And, from that vantage, the future of this province is (trust me) utterly howl-worthy.

We are the pundits of New Brunswick, whose opinions about such things as economic development, social sustainability, energy policy, and fiscal management are sometimes politely acknowledged, but more often violently rejected.

We’re used to it.

Our fellow citizens are, after all, entitled to the pabulum their elected representatives ritually spoon into their pie holes when said representatives promise that their gruel will, in the end, taste like filet mignon.

But when guys like David Campbell, writing for the Saint John Telegraph-Journal, and scribes like Bill Belliveau and Norbert Cunningham, penning for the Moncton Times & Transcript, are routinely vilified for pointing out the patently obvious, and necessarily important, about this province’s. . .um. . .let’s just say “challenges”, I am risibly motivated to whip out my formidable arsenal of wordy invective to level the decidedly unlevel playing field that is the blogosphere.

Then again, what would be the point of that when we have Donald Savoie in our philosophical corner.

The “great prognosticator” issued another in a long line of epistles from his mount at the University of Moncton the other day.

In this one, he wrote, “Whether one likes it or not, the global economy is here and it is highly competitive. New Brunswick has to compete with what it has, not with what it wishes it had. I was surprised (during the recent provincial election campaign) to hear aspiring politicians and observers making the case. . .that we can say no to development opportunities in the natural resources sector and that all we need to do (is) create new economic activities to diversify our economy. How can we do this?”

Good question (though, it is rhetorical).

Allow me, pundit-wise, to take a crack at an answer (though it be unrhetorical).

Posit the following: Natural gas is far less damaging to the environment than any other form of fossil fuel; its extraction technologies for both orthodox and unorthodox plays are proven, safe and reliable; its delivery infrastructure is far less likely to fail and, therefore, pollute than those for crude and refined oil and coal.

Now, acknowledge the following: There is enough shale gas lying beneath the surface of this province to power local economies for decades through extraction, transportation and refining activities, alone. But that is only the outline of the big picture (if we had big-picture thinkers at our various seats of government, they might have paid attention decades ago).

The true, long-term potential of this resource, should we choose to embrace our own economic interests, is technological and innovative leverage.

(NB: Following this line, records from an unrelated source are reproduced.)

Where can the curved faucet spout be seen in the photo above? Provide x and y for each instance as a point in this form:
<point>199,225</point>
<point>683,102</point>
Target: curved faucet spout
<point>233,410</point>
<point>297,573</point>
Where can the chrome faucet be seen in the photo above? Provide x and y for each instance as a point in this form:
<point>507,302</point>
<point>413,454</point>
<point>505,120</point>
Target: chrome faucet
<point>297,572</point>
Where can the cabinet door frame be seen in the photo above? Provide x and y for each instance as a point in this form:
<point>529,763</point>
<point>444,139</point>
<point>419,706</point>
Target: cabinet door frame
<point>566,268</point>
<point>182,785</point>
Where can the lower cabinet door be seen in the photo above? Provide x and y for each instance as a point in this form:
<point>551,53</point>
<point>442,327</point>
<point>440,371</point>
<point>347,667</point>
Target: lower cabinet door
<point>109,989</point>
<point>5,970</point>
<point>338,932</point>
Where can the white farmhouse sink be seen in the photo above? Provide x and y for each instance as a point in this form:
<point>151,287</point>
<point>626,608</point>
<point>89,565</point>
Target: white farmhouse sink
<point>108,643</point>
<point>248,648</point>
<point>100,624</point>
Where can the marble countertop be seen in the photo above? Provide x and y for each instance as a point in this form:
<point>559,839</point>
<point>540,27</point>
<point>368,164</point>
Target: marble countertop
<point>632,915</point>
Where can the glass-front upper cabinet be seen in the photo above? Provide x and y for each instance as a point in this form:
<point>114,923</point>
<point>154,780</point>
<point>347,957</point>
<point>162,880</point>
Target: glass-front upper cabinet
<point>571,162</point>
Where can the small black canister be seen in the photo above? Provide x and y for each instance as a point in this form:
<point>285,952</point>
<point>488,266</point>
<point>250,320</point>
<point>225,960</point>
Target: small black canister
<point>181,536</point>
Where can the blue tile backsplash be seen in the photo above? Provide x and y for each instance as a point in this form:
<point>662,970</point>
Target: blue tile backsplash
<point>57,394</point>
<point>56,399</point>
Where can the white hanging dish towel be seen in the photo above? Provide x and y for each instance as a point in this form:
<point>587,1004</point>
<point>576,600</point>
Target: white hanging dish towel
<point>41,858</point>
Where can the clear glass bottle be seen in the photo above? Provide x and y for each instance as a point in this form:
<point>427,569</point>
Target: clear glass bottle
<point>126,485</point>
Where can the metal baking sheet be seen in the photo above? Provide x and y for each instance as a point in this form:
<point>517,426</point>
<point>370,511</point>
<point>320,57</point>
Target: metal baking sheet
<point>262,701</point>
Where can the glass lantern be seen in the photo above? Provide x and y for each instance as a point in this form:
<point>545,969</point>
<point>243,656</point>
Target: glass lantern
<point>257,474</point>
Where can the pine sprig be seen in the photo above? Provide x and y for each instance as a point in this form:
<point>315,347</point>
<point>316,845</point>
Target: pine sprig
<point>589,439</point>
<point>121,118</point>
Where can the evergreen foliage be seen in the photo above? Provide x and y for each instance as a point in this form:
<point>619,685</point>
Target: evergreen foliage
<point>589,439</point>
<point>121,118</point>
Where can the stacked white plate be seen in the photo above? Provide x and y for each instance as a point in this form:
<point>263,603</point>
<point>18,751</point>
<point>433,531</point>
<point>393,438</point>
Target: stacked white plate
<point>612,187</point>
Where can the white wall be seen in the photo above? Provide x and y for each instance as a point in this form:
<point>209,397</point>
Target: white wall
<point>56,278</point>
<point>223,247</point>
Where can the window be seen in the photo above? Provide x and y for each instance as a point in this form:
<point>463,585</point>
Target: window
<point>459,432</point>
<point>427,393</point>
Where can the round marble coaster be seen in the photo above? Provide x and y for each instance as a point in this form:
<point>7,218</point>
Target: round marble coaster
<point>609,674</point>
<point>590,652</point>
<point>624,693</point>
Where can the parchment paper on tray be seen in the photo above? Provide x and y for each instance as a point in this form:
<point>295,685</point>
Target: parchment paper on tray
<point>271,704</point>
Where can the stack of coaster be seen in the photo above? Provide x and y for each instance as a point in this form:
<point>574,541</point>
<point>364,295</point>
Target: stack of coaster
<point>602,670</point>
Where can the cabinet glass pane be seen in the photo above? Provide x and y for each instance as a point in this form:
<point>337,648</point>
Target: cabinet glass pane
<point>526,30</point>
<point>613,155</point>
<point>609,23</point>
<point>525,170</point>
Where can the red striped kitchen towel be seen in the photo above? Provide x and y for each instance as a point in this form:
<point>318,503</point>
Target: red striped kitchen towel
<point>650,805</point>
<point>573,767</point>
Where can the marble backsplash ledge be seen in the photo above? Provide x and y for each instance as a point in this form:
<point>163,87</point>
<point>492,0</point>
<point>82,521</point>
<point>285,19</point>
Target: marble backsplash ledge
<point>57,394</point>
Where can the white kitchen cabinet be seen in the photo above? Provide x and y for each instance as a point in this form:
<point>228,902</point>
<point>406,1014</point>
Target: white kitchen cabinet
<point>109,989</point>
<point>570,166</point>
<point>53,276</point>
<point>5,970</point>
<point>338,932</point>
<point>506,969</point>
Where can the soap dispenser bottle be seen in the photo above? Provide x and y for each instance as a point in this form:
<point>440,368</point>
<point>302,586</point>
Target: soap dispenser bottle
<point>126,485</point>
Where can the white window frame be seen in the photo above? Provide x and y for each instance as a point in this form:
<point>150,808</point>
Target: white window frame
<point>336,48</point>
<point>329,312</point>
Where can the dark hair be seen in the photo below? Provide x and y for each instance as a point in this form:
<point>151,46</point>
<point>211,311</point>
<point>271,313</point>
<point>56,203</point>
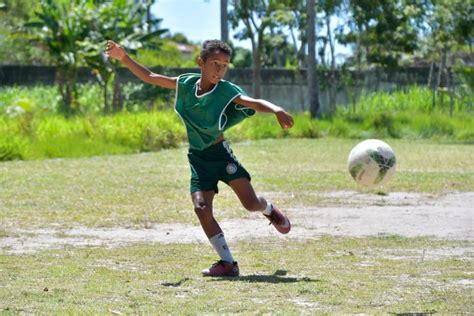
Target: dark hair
<point>210,46</point>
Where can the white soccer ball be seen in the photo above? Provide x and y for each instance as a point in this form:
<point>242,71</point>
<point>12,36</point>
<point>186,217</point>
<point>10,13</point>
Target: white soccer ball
<point>372,162</point>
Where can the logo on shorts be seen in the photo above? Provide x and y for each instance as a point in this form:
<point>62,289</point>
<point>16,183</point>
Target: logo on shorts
<point>231,168</point>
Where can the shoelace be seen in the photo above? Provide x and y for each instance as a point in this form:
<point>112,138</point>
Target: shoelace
<point>218,263</point>
<point>274,218</point>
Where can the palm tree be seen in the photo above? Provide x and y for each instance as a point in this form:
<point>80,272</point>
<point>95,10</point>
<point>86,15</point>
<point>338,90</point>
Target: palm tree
<point>224,22</point>
<point>313,84</point>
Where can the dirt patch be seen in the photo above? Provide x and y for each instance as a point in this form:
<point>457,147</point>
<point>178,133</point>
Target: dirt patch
<point>449,216</point>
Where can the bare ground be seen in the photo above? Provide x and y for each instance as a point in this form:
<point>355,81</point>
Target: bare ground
<point>448,216</point>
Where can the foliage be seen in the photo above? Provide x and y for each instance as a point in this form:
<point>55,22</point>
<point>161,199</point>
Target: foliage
<point>13,36</point>
<point>29,129</point>
<point>74,33</point>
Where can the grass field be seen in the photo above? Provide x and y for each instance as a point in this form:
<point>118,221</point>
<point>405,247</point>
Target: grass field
<point>326,274</point>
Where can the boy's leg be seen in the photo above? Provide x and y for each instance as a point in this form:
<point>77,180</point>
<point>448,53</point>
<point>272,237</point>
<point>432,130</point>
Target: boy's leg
<point>202,201</point>
<point>244,190</point>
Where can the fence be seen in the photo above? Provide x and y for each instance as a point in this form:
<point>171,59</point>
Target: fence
<point>284,87</point>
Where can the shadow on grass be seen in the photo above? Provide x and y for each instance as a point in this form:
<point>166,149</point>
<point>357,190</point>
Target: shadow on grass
<point>277,277</point>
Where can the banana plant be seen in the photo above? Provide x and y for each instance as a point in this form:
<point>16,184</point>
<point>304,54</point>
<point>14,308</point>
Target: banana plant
<point>59,27</point>
<point>124,22</point>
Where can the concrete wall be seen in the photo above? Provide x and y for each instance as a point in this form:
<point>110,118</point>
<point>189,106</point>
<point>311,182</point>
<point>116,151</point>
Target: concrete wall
<point>283,87</point>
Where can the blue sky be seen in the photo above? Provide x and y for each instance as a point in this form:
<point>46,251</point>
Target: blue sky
<point>199,20</point>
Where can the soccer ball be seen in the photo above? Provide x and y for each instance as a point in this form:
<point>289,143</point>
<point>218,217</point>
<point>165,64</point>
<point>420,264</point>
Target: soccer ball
<point>371,162</point>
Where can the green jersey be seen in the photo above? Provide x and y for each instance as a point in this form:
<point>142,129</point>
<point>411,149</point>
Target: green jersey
<point>206,116</point>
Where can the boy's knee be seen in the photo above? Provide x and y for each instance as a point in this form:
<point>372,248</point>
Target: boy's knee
<point>253,205</point>
<point>201,208</point>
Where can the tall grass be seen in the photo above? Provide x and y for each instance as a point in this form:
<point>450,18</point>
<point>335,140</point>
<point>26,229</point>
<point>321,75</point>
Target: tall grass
<point>30,127</point>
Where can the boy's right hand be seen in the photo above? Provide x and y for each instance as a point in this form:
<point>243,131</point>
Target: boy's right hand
<point>115,51</point>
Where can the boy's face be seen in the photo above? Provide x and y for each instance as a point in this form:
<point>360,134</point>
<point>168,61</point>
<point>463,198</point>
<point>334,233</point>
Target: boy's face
<point>214,67</point>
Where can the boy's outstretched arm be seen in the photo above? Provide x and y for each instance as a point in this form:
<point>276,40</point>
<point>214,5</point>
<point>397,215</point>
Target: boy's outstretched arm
<point>116,51</point>
<point>259,105</point>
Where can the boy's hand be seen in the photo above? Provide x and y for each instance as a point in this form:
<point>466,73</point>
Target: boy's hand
<point>284,118</point>
<point>115,51</point>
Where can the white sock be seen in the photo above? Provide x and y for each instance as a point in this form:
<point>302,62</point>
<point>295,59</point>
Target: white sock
<point>219,243</point>
<point>268,209</point>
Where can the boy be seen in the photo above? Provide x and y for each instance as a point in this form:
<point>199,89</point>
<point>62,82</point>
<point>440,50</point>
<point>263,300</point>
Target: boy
<point>208,105</point>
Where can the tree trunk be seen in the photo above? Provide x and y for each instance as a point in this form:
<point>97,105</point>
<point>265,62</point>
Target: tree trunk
<point>332,78</point>
<point>224,22</point>
<point>257,72</point>
<point>117,101</point>
<point>313,84</point>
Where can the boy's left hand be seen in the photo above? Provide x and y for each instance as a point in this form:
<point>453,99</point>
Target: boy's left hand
<point>284,118</point>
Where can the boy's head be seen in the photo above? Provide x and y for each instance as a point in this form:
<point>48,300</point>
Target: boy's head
<point>211,46</point>
<point>214,60</point>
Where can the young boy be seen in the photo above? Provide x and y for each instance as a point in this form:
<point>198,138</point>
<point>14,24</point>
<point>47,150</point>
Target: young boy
<point>208,105</point>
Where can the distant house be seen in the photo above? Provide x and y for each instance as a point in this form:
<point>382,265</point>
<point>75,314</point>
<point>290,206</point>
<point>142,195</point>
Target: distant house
<point>186,50</point>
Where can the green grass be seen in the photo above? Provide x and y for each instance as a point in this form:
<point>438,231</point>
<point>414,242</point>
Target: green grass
<point>123,190</point>
<point>333,275</point>
<point>38,132</point>
<point>327,275</point>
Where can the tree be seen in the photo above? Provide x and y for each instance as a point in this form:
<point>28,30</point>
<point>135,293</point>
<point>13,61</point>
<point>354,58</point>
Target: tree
<point>257,17</point>
<point>127,22</point>
<point>13,36</point>
<point>61,27</point>
<point>383,30</point>
<point>224,22</point>
<point>313,84</point>
<point>75,32</point>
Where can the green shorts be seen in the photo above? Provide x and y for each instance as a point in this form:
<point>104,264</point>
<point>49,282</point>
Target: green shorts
<point>213,164</point>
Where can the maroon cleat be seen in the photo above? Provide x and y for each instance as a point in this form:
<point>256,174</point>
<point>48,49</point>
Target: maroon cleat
<point>280,221</point>
<point>222,268</point>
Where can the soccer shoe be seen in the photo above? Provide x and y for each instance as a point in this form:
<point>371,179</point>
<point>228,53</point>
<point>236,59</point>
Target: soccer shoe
<point>280,221</point>
<point>222,268</point>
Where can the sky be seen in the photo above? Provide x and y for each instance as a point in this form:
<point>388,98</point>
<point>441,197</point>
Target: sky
<point>198,20</point>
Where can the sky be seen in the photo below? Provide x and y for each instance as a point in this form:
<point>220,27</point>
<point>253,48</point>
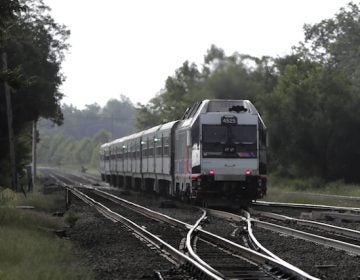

Even the most committed environmentalists must surely realize by now that transitioning to a fully sustainable, renewable energy future will only succeed when we finally learn how to deploy the relatively cheap energy we harvest from the ground and the sea beds.

Almost every component of a wind turbine, a tidal array, a solar facility, a hybrid automobile, a bloody, backyard greenhouse is a product, directly or indirectly, of refined petroleum, cracked into shape for re-manufacture into the building blocks of plastic, pure and simple. That’s the foundational reality of our industrial economy; it has been for 100 years.

Saying we wish it weren’t so won’t make it go away.

What might, though, over time, is a coordinated, comprehensive public-private partnership to transform New Brunswick into a think tank, industrial test site and centre of excellence for repurposing the world’s excess plastic as the building blocks of sustainable, renewable energy technologies.

From here, the province – with its surfeit of institutes of advanced education relative to its population – could pioneer a global standard for delimiting the use of petroleum products to, in effect, manufacture only those technologies that produce sustainable, renewable, in-situ energy (lamentably, planes, trains and automobiles must be off the table for the time being).

Off course, mine is just one voice in the wilderness of ideas.

Let the vilification commence.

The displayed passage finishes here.